Packages:
library(data.table)
library(dplyr)
Dataset:
iris
data.table workflow:
When I want to add a column to a data.table that displays the mean for specific rows (in this case: when Sepal.Length < 5) and grouped by Species, I can do the following:
iris_table <- as.data.table(iris)
iris_table[Sepal.Length < 5, `:=`(new_var = mean(Sepal.Length)), by = Species] %>% as_tibble()
Output:
# A tibble: 150 x 6
Sepal.Length Sepal.Width Petal.Length Petal.Width Species new_var
<dbl> <dbl> <dbl> <dbl> <fct> <dbl>
1 5.1 3.5 1.4 0.2 setosa NA
2 4.9 3 1.4 0.2 setosa 4.67
3 4.7 3.2 1.3 0.2 setosa 4.67
4 4.6 3.1 1.5 0.2 setosa 4.67
5 5 3.6 1.4 0.2 setosa NA
6 5.4 3.9 1.7 0.4 setosa NA
7 4.6 3.4 1.4 0.3 setosa 4.67
8 5 3.4 1.5 0.2 setosa NA
9 4.4 2.9 1.4 0.2 setosa 4.67
10 4.9 3.1 1.5 0.1 setosa 4.67
# ... with 140 more rows
Here, new_var displays the mean for when Sepal.Length < 5 in the first 10 rows for setosa.
Question:
How can I do the same operation with dplyr in a similar efficient way?
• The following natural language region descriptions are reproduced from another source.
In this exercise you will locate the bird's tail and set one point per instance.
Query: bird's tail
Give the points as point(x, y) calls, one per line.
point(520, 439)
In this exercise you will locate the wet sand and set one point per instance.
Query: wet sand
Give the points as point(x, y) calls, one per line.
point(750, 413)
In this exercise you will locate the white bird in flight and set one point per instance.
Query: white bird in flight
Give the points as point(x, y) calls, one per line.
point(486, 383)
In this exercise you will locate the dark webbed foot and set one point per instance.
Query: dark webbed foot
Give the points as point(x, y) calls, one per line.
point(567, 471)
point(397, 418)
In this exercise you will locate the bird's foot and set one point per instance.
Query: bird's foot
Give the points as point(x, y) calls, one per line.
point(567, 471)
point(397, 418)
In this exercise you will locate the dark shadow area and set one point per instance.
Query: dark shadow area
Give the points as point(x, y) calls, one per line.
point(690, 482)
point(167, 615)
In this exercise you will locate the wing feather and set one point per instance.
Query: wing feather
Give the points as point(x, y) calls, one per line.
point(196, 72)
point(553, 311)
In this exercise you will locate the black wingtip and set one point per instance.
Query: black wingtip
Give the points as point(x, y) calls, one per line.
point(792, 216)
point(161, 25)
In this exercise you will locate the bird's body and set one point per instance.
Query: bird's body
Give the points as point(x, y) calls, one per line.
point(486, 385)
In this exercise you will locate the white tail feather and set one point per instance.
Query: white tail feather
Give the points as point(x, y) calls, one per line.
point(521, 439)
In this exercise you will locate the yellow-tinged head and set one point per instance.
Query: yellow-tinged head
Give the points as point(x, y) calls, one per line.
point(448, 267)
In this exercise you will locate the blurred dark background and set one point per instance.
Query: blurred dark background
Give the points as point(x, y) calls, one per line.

I can achieve the same result by using an intermediate variable (new_var) in order to calculate the desired variable(new_var2), but it looks rather complicated and not as concise as with data.table:
iris %>%
group_by(Species) %>%
mutate(new_var = case_when(Sepal.Length < 5 ~ Sepal.Length,
TRUE ~ NA_real_),
new_var2 = case_when(Sepal.Length < 5 ~ mean(new_var, na.rm = TRUE),
TRUE ~ NA_real_)) %>%
select(-new_var) %>% as_tibble()
Output:
# A tibble: 150 x 6
Sepal.Length Sepal.Width Petal.Length Petal.Width Species new_var2
<dbl> <dbl> <dbl> <dbl> <fct> <dbl>
1 5.1 3.5 1.4 0.2 setosa NA
2 4.9 3 1.4 0.2 setosa 4.67
3 4.7 3.2 1.3 0.2 setosa 4.67
4 4.6 3.1 1.5 0.2 setosa 4.67
5 5 3.6 1.4 0.2 setosa NA
6 5.4 3.9 1.7 0.4 setosa NA
7 4.6 3.4 1.4 0.3 setosa 4.67
8 5 3.4 1.5 0.2 setosa NA
9 4.4 2.9 1.4 0.2 setosa 4.67
10 4.9 3.1 1.5 0.1 setosa 4.67
# ... with 140 more rows
Is there a simpler way of adding a variable to a data.frame in the form of a conditional aggregation using dplyr?